Os três planetas que compõem o sistema da estrela HR8799, localizada a 128 anos-luz da Terra, são descritos pelos descobridores como "uma versão em escala maior do Sistema Solar exterior", correspondendo a versão ampliadas dos gigantes gasosos Saturno, Urano e Neptuno.
Eles argumentam que, como HR8799 é mais brilhante que o Sol, sua "linha de neve" - a distância a partir da qual a temperatura no espaço é baixa o suficiente para permitir a formação de gelo sobre fragmentos de rocha, o que serviria como semente para planetas gigantes gasosos - também fica mais afastada. A posição desses três planetas, em relação a seus correspondentes no Sistema Solar, segue uma proporção semelhante à prevista pelo afastamento da linha de neve.
Um dos descobridores do novo sistema, o canadense Christian Marois, diz que é possível que haja outros planetas no sistema, talvez mesmo um planeta rochoso - uma versão em escala da Terra. "Fazendo a escala da luminosidade, a órbita de uma Terra ficaria a 2,2 UA (2,2 vezes a distância que separa a Terra do Sol) e, se fiz as contas direito, essa órbita duraria 2,7 'anos terrestres'. O sol deles pareceria mais azulado, já que a estrela é mais quente que o Sol".
HR8799 é uma estrela jovem e, sendo mais quente e mais brilhante, durará menos que a idade actual do Sol, que é de pouco mais de 4 biliões de anos. "Essa estrela é 50% mais massiva que o Sol e cinco vezes mais luminosa", explica Marois. "Ela terá uma vida mais curta, de 3 biliões de anos, enquanto o Sol deve durar, ao todo, 10 biliões".
A detecção dos planetas a partir de telescópios baseados na Terra foi possível, diz o astrónomo, graças ao uso de óptica adaptativa - onde os espelhos do equipamento se ajustam para compensar as flutuações na atmosfera terrestre - e de detectores de radiação infravermelha em grandes telescópios, o que começou a ocorrer há menos de uma década. "E eu desenvolvi uma técnica de observação em meu doutorado que ajuda bastante ao remover, no processamento de dados, a luz da estrela, o que permite detectar os planetas que ficariam ofuscados".
Se HR8799 é uma estrela distante, Fomalhaut fica na vizinhança - a 25 anos-luz da Terra - e seu planeta foi detectado não por meio de radiação infravermelha, mas de luz visível. Ele foi visto como um ponto alaranjado em movimento em meio ao anel de poeira que cerca a estrela, entre 2004 e 2006. O planeta, baptizado Fomalhaut b, tem massa estimada em três vezes a de Júpiter e fica a 119 UA da estrela.
Fomalhaut também é uma estrela mais intensa e menos duradoura que o Sol. "Ela tem o dobro da massa solar e sua luminosidade é 16 vezes maior", explica o principal autor do artigo que descreve a descoberta, Paul Kalas, da Universidade da Califórnia em Berkeley. "Sua expectativa de vida é 1 bilhão de anos".
O facto de o planeta ter se mostrado visível numa foto do Hubble sugere algum tipo de propriedade excepcional, diz o cientista. "Uma hipótese é que Fomalhaut b esteja cercado por um gigantesco sistema de anéis, maior que o de Saturno, que está reflectindo luz na nossa direcção".

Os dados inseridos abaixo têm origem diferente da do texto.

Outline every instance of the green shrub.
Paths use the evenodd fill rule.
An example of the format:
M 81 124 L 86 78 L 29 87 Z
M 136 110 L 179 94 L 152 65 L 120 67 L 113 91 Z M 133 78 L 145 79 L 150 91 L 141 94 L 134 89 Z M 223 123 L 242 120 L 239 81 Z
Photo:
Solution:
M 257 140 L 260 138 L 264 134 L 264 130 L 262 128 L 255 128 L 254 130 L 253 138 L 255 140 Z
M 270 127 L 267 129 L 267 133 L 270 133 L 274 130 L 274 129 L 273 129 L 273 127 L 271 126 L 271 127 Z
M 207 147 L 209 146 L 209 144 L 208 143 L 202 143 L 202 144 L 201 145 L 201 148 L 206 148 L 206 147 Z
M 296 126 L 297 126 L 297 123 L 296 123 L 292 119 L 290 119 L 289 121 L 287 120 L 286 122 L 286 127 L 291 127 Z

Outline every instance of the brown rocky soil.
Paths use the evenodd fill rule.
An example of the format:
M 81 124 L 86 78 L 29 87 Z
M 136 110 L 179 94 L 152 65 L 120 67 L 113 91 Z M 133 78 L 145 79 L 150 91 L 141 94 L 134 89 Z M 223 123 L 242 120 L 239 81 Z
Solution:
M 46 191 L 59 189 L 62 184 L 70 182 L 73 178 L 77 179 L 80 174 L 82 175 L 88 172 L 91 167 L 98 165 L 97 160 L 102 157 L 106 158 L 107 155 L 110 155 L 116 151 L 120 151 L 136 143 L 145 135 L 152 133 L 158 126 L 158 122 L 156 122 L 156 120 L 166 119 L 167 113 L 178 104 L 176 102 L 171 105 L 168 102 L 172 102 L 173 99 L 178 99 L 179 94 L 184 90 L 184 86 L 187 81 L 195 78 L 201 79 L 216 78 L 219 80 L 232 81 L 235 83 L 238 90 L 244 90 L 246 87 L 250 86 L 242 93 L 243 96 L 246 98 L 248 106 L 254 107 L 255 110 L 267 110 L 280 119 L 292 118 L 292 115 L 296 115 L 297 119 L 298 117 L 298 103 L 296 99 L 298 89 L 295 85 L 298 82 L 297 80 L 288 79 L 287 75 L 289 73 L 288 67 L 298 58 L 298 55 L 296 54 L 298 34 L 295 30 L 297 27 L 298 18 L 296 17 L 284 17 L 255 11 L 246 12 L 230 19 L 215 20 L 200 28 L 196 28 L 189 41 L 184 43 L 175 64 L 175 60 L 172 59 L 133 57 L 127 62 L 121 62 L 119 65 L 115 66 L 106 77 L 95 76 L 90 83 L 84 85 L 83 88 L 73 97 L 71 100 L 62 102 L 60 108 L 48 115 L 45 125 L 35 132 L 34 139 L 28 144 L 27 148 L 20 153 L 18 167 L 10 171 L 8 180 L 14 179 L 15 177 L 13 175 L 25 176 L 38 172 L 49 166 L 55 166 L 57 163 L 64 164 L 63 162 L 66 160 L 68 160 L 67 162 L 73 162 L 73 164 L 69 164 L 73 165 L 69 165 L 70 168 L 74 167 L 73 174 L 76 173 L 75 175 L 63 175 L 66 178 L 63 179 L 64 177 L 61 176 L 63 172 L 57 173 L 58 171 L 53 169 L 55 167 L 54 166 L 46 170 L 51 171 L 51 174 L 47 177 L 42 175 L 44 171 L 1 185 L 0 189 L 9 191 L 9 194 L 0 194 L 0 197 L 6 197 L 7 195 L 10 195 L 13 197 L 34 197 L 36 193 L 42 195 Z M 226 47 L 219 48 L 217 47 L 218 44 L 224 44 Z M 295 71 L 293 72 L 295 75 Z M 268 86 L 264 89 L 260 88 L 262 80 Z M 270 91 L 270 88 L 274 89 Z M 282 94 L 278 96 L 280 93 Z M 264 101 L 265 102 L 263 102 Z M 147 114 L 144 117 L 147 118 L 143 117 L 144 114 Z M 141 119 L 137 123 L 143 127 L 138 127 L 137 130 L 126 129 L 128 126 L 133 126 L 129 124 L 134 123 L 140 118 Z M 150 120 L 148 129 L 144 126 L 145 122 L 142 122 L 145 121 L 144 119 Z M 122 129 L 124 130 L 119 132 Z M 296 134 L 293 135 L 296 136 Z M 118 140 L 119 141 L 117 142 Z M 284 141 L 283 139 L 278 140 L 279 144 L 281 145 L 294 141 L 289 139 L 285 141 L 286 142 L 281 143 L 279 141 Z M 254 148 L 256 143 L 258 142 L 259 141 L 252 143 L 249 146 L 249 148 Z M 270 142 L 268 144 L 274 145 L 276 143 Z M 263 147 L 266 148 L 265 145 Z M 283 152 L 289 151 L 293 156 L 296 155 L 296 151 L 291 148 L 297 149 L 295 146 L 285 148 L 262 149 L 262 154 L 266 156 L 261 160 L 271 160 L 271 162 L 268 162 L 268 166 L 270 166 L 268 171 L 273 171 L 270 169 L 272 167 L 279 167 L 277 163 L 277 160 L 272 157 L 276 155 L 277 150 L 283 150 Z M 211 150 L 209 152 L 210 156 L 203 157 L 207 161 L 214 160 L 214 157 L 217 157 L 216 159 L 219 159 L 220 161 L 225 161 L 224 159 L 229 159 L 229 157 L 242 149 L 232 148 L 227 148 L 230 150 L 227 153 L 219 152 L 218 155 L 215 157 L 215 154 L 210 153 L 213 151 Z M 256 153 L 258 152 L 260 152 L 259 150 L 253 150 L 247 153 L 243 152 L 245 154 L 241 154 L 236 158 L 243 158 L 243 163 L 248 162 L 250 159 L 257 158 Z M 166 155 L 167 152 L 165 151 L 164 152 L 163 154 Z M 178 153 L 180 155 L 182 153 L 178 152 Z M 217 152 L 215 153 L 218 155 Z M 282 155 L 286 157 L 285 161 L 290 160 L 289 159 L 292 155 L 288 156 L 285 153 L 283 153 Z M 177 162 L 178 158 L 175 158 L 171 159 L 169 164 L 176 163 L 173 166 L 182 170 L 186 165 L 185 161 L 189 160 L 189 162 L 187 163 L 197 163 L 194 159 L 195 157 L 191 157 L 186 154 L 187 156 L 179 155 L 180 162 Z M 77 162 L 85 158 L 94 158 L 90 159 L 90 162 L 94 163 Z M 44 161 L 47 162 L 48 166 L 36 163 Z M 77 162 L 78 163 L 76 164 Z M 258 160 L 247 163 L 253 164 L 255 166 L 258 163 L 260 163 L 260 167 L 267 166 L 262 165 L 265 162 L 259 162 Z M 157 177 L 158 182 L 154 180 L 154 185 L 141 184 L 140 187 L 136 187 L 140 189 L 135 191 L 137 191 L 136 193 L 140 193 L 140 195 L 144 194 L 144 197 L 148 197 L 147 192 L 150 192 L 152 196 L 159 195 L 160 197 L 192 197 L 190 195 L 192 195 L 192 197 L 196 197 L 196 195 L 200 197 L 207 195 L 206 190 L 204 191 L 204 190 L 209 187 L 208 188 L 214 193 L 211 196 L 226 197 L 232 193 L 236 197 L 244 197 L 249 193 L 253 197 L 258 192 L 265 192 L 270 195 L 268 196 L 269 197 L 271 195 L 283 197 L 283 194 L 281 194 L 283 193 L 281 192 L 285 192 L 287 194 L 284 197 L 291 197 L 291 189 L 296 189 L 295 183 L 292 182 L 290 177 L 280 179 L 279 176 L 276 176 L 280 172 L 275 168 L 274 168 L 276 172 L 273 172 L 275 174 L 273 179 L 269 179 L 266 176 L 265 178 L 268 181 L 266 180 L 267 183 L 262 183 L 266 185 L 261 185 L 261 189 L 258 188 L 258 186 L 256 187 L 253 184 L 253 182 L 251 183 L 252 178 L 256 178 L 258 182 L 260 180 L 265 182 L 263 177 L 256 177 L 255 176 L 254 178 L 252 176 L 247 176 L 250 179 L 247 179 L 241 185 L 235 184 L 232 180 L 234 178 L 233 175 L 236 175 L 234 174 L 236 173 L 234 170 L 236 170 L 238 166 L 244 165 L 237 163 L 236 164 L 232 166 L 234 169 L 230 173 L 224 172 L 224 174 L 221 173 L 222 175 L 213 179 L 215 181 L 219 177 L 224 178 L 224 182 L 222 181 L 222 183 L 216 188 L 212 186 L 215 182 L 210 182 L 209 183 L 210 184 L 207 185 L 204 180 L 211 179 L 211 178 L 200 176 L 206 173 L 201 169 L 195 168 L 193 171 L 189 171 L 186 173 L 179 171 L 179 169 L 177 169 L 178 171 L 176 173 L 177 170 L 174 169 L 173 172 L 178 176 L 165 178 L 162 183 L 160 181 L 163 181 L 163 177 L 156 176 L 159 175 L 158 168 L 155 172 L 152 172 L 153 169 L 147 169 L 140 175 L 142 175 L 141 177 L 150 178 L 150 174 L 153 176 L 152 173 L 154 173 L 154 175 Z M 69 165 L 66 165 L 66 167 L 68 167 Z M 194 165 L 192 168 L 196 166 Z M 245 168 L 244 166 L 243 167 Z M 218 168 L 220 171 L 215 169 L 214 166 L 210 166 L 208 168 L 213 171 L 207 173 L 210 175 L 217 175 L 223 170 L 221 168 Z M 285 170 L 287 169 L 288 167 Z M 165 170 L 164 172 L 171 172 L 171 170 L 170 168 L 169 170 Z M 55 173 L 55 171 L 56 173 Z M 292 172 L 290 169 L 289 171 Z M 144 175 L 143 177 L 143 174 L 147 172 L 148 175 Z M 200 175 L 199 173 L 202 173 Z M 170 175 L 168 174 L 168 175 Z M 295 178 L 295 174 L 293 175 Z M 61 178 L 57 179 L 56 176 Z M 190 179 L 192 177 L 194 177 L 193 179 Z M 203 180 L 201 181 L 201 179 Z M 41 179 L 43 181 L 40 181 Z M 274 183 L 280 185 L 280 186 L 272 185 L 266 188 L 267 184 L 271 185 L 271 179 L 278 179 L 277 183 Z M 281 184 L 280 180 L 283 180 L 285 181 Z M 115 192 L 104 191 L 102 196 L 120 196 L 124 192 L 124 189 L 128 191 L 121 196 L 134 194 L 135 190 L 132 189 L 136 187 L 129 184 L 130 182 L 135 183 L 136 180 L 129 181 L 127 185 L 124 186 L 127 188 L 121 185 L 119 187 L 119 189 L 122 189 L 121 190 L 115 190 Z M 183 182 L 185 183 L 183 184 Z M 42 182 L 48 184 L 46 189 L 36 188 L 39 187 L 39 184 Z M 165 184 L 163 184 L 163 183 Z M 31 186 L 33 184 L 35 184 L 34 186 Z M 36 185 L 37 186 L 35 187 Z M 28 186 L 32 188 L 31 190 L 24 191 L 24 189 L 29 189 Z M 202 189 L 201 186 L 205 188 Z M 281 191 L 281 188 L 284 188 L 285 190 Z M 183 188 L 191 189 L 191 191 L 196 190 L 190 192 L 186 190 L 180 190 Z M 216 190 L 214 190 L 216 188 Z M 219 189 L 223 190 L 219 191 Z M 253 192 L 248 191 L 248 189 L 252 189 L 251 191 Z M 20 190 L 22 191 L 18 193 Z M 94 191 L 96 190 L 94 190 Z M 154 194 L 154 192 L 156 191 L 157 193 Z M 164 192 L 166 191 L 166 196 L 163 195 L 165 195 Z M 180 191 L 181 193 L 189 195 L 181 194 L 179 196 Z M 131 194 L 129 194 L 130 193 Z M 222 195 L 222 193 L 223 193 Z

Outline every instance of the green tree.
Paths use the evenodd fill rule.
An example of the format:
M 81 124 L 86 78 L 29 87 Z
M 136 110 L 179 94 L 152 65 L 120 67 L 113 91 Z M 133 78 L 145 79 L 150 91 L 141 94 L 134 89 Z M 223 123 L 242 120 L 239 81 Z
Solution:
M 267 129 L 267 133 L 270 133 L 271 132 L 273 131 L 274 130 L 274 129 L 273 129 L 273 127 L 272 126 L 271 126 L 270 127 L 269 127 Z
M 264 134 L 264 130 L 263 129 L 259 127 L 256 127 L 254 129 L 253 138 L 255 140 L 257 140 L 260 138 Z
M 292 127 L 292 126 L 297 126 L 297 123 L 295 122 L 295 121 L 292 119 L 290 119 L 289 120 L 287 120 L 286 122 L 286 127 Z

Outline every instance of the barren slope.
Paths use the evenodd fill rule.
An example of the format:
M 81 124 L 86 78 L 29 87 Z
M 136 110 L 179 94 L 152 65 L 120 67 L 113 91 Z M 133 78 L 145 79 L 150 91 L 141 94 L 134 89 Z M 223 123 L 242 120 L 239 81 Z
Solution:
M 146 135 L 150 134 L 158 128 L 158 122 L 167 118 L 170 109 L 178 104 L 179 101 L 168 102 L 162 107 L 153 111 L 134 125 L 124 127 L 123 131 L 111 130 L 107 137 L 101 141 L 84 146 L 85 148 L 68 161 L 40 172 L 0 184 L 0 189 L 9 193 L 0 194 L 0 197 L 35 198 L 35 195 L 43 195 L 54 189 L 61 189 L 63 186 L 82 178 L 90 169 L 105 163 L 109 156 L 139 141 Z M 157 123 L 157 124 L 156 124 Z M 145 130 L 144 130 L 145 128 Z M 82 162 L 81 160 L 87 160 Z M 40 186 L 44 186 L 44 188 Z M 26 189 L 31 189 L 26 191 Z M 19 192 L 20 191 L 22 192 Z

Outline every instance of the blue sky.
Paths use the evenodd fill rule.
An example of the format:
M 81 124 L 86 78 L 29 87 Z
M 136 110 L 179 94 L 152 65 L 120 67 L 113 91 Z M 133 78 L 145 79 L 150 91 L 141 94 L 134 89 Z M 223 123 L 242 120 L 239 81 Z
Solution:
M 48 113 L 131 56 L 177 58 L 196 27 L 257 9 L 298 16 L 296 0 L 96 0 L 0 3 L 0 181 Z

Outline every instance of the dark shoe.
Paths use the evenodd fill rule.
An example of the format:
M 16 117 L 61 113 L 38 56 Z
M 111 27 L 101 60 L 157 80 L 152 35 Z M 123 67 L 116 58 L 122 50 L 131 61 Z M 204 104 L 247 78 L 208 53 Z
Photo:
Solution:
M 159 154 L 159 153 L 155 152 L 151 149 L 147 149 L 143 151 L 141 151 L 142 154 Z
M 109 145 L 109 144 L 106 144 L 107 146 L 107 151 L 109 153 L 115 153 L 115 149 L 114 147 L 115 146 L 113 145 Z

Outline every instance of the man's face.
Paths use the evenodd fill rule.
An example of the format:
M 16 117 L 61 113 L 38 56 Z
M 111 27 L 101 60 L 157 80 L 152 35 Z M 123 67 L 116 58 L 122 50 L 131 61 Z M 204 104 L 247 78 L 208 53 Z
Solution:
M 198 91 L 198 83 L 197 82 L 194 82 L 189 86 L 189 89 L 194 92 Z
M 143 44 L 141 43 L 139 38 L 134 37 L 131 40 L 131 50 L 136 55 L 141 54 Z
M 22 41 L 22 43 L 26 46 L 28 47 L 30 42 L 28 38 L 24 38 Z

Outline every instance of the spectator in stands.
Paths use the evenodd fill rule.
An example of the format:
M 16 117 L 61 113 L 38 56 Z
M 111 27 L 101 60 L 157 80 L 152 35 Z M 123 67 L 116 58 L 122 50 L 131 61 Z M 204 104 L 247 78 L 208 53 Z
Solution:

Fomalhaut é uma estrela visível a olho nu, e uma das estrelas mais brilhantes no céu. "É muito fácil de ver no céu do Brasil durante os meses de Inverno", diz Kalas. "Para nós (no hemisfério norte), é uma estrela de verão, que fica muito perto do horizonte". Fomahault marca a "boca" da constelação do Peixe Austral.